# Import Libraries


In [None]:
%reload_ext autoreload
%autoreload 2

import ast
import mlflow
import missingno as msno
import numpy as np
import os
import pandas as pd
import ppscore as pps
import plotly.express as px
import pendulum
import seaborn as sns
import sys
import xgboost as xgb

from loguru import logger
from matplotlib import pyplot as plt
from pathlib import Path
from pycaret import regression
from scipy.stats import uniform, randint, yeojohnson
from sklearn.pipeline import make_pipeline, Pipeline
from sklearn.compose import ColumnTransformer, make_column_selector, TransformedTargetRegressor
from sklearn.metrics import make_scorer, mean_squared_error, mean_absolute_error, r2_score, max_error
from sklearn.model_selection import train_test_split
from sklearn.impute import SimpleImputer
from sklearn.model_selection import GridSearchCV, RandomizedSearchCV
from sklearn.preprocessing import StandardScaler, RobustScaler, OneHotEncoder, quantile_transform
from sklearn.ensemble import RandomForestRegressor, ExtraTreesRegressor
from typing import Union, Dict
from ydata_profiling import ProfileReport
from yellowbrick.regressor import ResidualsPlot, PredictionError

sys.path.append(str(Path.cwd().parent))
from settings.params import *

pd.set_option("display.max_columns", None)
pd.set_option("display.max_rows", 100)

# Settings


In [None]:
log_fmt = "<green>{time:YYYY-MM-DD HH:mm:ss.SSS!UTC}</green> | <level>{level: <8}</level> | <cyan>{name}</cyan>:<cyan>{function}</cyan>:<cyan>{line}</cyan> - {message}"
logger.configure(handlers=[{"sink": sys.stderr, "format": log_fmt}])

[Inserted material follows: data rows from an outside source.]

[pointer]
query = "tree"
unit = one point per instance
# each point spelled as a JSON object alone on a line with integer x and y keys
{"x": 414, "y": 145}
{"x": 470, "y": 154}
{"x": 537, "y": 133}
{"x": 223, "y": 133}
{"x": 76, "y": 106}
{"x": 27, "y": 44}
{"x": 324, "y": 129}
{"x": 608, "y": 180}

TARGET_NAME = MODEL_PARAMS["TARGET_NAME"]
SEED = 42

# Data Collection


In [None]:
data2015 = pd.read_csv('../datasets/2015-building-energy-benchmarking.csv')
data2016 = pd.read_csv('../datasets/2016-building-energy-benchmarking.csv')

In [None]:
data2015.info()

In [None]:
data2016.info()

## Harmonize datasets


The 2015 data is not aligned with 2016. Need to populate missing columns in one file vs the other. Let's re-arrange 2015


In [None]:
set(data2015) - set(data2016)

In [None]:
# 2016 missing in 2015
set(data2016) - set(data2015)

In [None]:
ast.literal_eval(data2015['Location'][1])

In [None]:
data2015['Latitude']=data2015['Location'].apply(lambda l : ast.literal_eval(l)['latitude'])
data2015['Longitude']=data2015['Location'].apply(lambda l : ast.literal_eval(l)['longitude'])
data2015['State']=data2015['Location'].apply(lambda l :  ast.literal_eval(ast.literal_eval(l)['human_address'])['state'])
data2015['ZipCode']=data2015['Location'].apply(lambda l :  ast.literal_eval(ast.literal_eval(l)['human_address'])['zip'])
data2015['City']=data2015['Location'].apply(lambda l :  ast.literal_eval(ast.literal_eval(l)['human_address'])['city'])
data2015['Address']=data2015['Location'].apply(lambda l :  ast.literal_eval(ast.literal_eval(l)['human_address'])['address'])

In [None]:
data2015['TotalGHGEmissions']=data2015['GHGEmissions(MetricTonsCO2e)']
data2015['GHGEmissionsIntensity']=data2015['GHGEmissionsIntensity(kgCO2e/ft2)']

In [None]:
# 2015 and 2016 now aligned and ready to be combined
set(data2015) - set(data2016)

In [None]:
set(data2016) - set(data2015)

Some columns are only available in the 2015 dataset. Some of them do not provide useful information and the others are largely incomplete. We are going to drop them in order to have a perfectly harmonized dataset.


In [None]:
data2015.drop(['Location','GHGEmissions(MetricTonsCO2e)','GHGEmissionsIntensity(kgCO2e/ft2)', 'SPD Beats','Seattle Police Department Micro Community Policing Plan Areas',
               'Zip Codes','OtherFuelUse(kBtu)','2010 Census Tracts','City Council Districts', 'Comment'], axis='columns', inplace=True)

In [None]:
data2016.drop(['Comments'], axis='columns', inplace=True)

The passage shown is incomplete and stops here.